Much as it is said that the main Spanish national pastime is tax evasion, this overlooks one that is altogether more abstract than forgetting to charge IVA or simply forgetting the small matter of several thousand euros that came to be stashed under the bed or occasionally buried in the garden. The Spanish are masters of the navel-gazing art. A natural exuberance, one attributed to the Spanish by patronising foreigners prone to only wish to observe a particular trait, conflicts with introspection and self-examination, but such exuberance, which manifests itself at fiesta time or on every occasion when Spain wins an international football tournament, is part of this analytical anal retentiveness. How can a country with such vibrancy and vitality be at the same time so dysfunctional and so insignificant?
In fact, the exuberance hides all manner of sins. An excuse to party or to go to the playa delays to the point of stasis real action to tackle realities. The decadence of fiesta and a further decadence of greed and looking after number one and number one alone have been centuries-old palliatives for coping with what first brought Spain into international disrepute and then into the long decline of irrelevance.
Once the world's most powerful and wealthiest nation, Spain's fall was predicated on vested interests and on a lack of interest in development. Unlike other colonial powers, it merely took rather than gave, it didn't seek to commercially engage with its new world or to truly establish institutions (other than religious ones), and so ultimately empire withered away. The rich were interested only in getting richer rather than contributing, and so it was with other sectors of society, the Church, for instance.
Such an explanation for Spain's decline is an old one. José Ortega y Gasset, one of Spain's greatest thinkers, was banging on about all this decades ago. Yet the narrative has remained largely unaltered, and Spanish navel-gazing is still fixed on how Spain managed to so spectacularly throw it all away from the late sixteenth century onwards and on how the same dynamics behind imperial failure keep repeating themselves.
For centuries, Spain has been at war with itself (metaphorically if not actually in battle), rarely enjoying settled, lengthy periods of stability. Most of the twentieth century was one such time of turmoil, and its legacy most definitely endures. A lack of continuity has been Spain's lot, and rather than a national amnesia post-Franco, the memories are strong, far too strong. Spain is a country constantly looking over its shoulder to the past, believing that the old discontinuities will return. The memory of Franco consumes virtually everything in today's Spain.

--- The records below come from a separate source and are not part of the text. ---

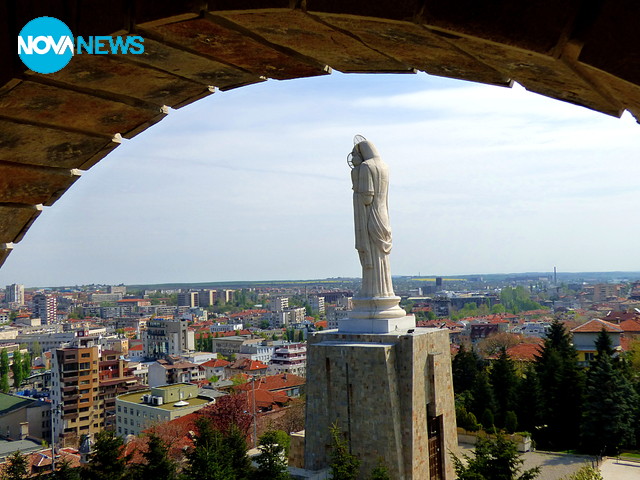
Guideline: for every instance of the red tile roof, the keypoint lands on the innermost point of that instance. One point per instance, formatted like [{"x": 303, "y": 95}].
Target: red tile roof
[
  {"x": 630, "y": 326},
  {"x": 215, "y": 363},
  {"x": 525, "y": 352},
  {"x": 274, "y": 382},
  {"x": 595, "y": 326}
]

In truth, these discontinuities have never gone away; they have merely been, for the past thirty odd years, hidden under the beds along with the undeclared stashes of those who still look after number one and number one alone. And despite the arrival of democracy, or possibly because of it, the divisions are as they have long been. These are divisions which are regional and linguistic, divisions which set republic against monarchy, secularism against Catholicism, divisions between the general public and politicians who are viewed with suspicion and enormous distrust, divisions caused by endemic corruption and nepotism. And yet, these divisions are treated with a shrug of societal apathy and resignation and the resort to the decadence of fiesta as a means of reconciling them. This is how things are, but they are also how things were. Exactly the same was true of the early 1930s.
Spain's entrance into the international community, confirmed by European acceptance in the mid-80s, should have brought about fundamental change. Or so it would have been hoped. For a brief time, an old glory reminiscent of the years of the rivers of gold in the sixteenth century returned, but it has been an illusory glory. Spain stays at the periphery. It is of international significance only because it demands so much foreign attention for the wrong reasons and because it keeps winning at football. Its dysfunctionalism is inbred, the progeny of its past and of the birth of the more recent. The latest navel-gazing has turned its attention to the 1978 Constitution, itself a job lot of lofty idealism that was designed to create national unity and to establish checks and balances, objectives that have been only partially achieved.
The navel-gazing extends to the regions. In the Balearics, the people are asked whether they feel Spanish, Balearic, Mallorcan, sympathetic to the Catalan Lands. This constant inquisition serves simply to convey an impression of identity confusion, a consequence of the age-old discontinuities.
The Constitution may in fact be part of the problem in that it granted woolly regional autonomy. The arguments over regionalism and over separatism are the result of the Constitution's good intentions, but these intentions have only led to more introspection. Who are the Spanish (or not) and what do they really want (or not)?